When given orally, CFTRact-J027 “normalized stool output and water content in a loperamide-induced mouse model of constipation with a 50% effective dose of approximately 0.5 mg/kg,” that was significantly lower than the IP administration, the researchers noted. An oral dose of 10 mg/kg CFTRact-J027 1 hour before inducing constipation also was effective in normalizing stool output and water content in loperamide-treated mice, with no effect in control nonconstipated mice.

The activator was not effective against constipation in cystic fibrosis mice that were missing a functional CFTR, they added.

The researchers used an in vivo closed loop model to specifically test the effects of CFTRact-J027 on intestinal fluid secretion and absorption and found that CFTRact-J027 caused “a 140% increase in loop weight/length ratio, indicating fluid secretion into the intestinal lumen in wild-type mice.” However, there was no effect in cystic fibrosis mice, further supporting the CFTR-selective mechanism of action, the researchers said.

As for potential toxic effects of the treatment, CFTRact-J027 showed no impact on the major serum chemistry and blood parameters of the mice after 7 days, and had no apparent impact on body weight. No accumulation of fluid (the most significant potential adverse effect) was noted in the airway or lungs of the treated mice.

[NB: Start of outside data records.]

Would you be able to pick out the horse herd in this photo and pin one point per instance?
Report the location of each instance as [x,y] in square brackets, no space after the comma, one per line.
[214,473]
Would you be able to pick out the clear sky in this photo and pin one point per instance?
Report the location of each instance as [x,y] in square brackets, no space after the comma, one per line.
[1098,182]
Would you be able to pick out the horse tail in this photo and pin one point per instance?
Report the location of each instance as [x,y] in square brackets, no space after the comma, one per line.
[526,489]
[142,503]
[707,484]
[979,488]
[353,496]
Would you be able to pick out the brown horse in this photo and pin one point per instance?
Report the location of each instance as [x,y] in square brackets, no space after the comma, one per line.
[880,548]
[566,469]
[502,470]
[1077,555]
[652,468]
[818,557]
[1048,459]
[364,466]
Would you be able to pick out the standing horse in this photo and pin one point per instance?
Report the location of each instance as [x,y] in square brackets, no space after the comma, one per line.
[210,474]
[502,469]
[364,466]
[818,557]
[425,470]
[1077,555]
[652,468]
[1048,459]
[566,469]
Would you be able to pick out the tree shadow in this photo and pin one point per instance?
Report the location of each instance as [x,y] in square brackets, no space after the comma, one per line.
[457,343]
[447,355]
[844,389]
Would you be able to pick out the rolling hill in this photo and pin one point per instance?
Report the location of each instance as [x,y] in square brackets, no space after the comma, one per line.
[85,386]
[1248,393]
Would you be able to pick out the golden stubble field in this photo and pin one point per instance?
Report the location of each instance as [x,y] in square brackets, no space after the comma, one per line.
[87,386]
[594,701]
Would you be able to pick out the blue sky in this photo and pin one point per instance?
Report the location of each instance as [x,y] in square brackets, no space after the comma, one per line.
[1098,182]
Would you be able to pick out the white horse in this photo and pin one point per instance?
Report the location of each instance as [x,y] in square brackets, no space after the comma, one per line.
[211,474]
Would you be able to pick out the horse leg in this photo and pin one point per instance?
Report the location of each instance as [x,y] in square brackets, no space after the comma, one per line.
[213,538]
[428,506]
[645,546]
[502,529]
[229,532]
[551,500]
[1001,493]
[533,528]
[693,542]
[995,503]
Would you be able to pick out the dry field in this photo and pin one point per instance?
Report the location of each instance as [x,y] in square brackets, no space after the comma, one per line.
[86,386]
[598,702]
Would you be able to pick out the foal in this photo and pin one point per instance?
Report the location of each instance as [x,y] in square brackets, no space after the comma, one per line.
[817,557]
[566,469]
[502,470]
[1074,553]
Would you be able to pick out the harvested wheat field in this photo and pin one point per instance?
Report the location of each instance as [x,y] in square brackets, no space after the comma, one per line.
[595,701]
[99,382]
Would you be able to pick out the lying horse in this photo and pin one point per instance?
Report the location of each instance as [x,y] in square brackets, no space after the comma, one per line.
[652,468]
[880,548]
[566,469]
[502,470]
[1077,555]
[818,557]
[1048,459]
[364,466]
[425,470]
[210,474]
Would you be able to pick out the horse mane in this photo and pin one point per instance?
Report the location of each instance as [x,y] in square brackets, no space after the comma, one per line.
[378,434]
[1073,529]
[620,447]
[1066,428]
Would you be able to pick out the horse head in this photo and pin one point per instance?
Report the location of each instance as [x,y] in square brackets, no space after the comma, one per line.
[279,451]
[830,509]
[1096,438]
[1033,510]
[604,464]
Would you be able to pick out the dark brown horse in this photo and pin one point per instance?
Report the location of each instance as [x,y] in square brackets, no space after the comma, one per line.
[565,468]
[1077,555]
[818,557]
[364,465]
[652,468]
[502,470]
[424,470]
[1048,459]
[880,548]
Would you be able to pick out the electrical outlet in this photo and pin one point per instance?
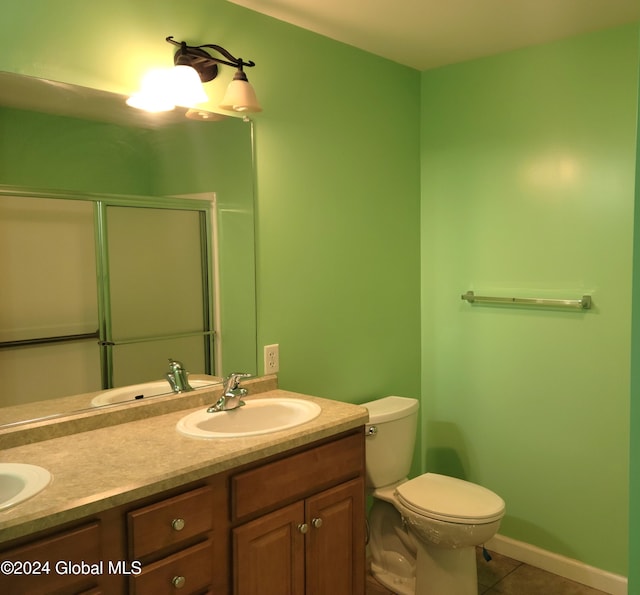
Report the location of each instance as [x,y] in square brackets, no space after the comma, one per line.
[271,359]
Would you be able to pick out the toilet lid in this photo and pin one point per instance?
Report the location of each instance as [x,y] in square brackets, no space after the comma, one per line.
[450,499]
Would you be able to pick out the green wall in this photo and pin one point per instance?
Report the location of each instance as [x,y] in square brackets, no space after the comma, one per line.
[528,163]
[519,177]
[634,520]
[337,150]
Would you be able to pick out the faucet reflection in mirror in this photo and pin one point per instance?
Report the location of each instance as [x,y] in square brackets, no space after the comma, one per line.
[163,89]
[177,377]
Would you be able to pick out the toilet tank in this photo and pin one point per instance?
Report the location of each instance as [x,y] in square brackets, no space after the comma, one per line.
[389,448]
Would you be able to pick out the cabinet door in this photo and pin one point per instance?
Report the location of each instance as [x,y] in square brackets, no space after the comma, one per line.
[335,555]
[268,554]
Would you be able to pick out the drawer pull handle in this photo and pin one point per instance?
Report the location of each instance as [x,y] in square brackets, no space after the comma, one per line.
[177,524]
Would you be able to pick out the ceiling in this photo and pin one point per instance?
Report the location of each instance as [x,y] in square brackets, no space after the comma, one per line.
[425,34]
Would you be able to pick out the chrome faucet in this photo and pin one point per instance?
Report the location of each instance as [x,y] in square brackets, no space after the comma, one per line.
[177,377]
[232,394]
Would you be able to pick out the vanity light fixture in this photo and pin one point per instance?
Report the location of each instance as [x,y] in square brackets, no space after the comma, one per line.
[164,89]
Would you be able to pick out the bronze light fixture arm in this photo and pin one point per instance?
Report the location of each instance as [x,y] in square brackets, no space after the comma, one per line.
[205,64]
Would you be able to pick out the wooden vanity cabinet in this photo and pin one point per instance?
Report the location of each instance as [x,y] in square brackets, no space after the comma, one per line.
[314,544]
[293,524]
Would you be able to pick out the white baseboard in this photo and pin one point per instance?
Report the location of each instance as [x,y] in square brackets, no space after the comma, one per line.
[614,584]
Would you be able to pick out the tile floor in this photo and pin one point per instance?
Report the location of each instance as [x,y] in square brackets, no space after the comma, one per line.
[504,576]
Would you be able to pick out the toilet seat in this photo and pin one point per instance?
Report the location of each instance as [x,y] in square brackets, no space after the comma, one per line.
[449,499]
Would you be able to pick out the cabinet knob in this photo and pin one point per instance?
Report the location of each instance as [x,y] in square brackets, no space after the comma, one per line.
[177,524]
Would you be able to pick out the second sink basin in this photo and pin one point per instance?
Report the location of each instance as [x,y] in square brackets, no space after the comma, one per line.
[19,482]
[258,416]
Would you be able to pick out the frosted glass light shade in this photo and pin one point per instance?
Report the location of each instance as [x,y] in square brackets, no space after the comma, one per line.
[240,97]
[153,96]
[186,87]
[164,88]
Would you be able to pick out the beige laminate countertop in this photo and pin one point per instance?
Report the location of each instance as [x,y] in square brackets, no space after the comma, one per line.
[106,467]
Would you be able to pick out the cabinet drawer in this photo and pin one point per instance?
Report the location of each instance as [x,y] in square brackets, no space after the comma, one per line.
[170,522]
[188,571]
[56,559]
[297,476]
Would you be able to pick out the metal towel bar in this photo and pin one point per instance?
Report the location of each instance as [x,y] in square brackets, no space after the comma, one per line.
[584,303]
[45,340]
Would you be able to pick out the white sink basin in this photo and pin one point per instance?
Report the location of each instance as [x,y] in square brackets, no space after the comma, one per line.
[19,482]
[135,392]
[258,416]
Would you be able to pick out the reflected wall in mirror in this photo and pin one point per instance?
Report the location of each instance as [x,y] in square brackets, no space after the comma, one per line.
[60,139]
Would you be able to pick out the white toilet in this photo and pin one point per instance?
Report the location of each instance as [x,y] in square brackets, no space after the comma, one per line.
[423,531]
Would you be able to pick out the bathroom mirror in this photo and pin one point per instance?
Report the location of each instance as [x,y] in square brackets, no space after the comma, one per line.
[63,141]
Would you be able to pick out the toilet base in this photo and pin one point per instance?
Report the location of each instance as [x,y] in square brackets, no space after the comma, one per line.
[446,571]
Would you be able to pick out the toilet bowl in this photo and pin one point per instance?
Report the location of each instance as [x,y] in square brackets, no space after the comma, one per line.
[423,531]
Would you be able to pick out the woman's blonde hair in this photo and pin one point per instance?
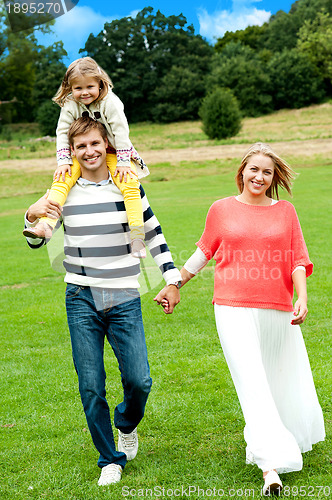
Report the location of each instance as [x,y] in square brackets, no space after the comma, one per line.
[283,173]
[85,66]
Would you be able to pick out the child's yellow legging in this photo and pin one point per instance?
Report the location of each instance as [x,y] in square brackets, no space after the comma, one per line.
[130,190]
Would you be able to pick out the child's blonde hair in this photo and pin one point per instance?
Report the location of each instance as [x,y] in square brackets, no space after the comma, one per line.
[283,173]
[85,66]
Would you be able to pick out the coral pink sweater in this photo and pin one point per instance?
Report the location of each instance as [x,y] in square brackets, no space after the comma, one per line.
[256,249]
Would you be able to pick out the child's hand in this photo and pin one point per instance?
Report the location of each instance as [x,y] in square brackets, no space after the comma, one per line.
[123,172]
[61,171]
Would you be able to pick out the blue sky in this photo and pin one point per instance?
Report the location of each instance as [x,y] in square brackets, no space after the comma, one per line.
[211,18]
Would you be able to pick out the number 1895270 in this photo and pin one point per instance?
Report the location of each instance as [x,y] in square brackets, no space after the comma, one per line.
[34,8]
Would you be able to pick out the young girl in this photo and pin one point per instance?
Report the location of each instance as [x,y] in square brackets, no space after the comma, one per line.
[86,90]
[261,256]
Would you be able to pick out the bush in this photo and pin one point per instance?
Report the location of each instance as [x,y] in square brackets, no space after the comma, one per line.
[47,117]
[296,81]
[220,114]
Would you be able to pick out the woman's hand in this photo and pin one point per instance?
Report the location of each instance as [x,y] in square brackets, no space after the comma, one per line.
[61,171]
[300,311]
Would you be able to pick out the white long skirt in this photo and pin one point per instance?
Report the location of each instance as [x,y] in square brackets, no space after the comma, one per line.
[269,365]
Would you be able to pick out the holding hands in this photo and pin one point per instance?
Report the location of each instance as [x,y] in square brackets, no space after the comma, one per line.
[44,208]
[123,172]
[60,173]
[168,298]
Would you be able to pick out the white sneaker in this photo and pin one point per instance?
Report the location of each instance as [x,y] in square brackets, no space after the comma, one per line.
[110,474]
[128,444]
[272,484]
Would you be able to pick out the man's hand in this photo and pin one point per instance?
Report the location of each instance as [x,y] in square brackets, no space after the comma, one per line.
[44,208]
[168,297]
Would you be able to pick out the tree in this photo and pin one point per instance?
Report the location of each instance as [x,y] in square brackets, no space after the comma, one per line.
[139,53]
[296,82]
[178,96]
[240,69]
[220,114]
[251,36]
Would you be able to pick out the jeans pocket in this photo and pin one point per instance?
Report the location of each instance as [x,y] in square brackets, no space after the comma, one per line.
[132,293]
[72,290]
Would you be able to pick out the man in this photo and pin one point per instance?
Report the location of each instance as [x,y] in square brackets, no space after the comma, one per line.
[102,299]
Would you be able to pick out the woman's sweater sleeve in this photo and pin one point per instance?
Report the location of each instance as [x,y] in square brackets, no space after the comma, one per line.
[300,256]
[210,240]
[196,262]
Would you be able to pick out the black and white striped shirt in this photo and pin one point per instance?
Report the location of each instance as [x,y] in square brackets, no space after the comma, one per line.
[97,239]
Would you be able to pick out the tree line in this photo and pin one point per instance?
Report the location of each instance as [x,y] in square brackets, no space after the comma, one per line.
[162,70]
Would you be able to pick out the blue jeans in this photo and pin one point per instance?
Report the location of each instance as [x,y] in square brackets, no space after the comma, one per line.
[94,314]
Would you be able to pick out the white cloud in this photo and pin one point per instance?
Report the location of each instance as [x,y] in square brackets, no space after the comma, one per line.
[73,29]
[77,24]
[241,15]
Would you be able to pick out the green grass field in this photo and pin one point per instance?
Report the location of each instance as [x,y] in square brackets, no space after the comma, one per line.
[192,434]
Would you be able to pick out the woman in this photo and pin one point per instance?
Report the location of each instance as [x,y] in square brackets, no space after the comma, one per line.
[261,256]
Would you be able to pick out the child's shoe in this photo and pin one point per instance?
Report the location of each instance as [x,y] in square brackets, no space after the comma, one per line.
[138,248]
[41,230]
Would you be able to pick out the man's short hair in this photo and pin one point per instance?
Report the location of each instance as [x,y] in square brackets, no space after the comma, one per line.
[84,125]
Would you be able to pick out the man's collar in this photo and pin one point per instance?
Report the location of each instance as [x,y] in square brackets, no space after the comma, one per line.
[85,182]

Additional toxicity data are needed to continue preclinical development, the researchers said. However, “our data provide evidence for the prosecretory action of a CFTR activator in mouse intestine and proof of concept for its use in the treatment of various types of constipation, which could include opioid-induced constipation, chronic idiopathic constipation, and irritable bowel syndrome with constipation predominance,” they wrote. In addition, a CFTR activator similar to that used in this study may have clinical applications for other conditions including asthma, dry eye, cholestatic liver disease, chronic obstructive pulmonary disease and bronchitis, and cigarette smoke–induced lung dysfunction, they added.

Dr. Cil and two coauthors are inventors on a provisional patent filing, with rights owned by the University of California, San Francisco. The study was funded in part by several grants from organizations including the National Institutes of Health and the Cystic Fibrosis Foundation.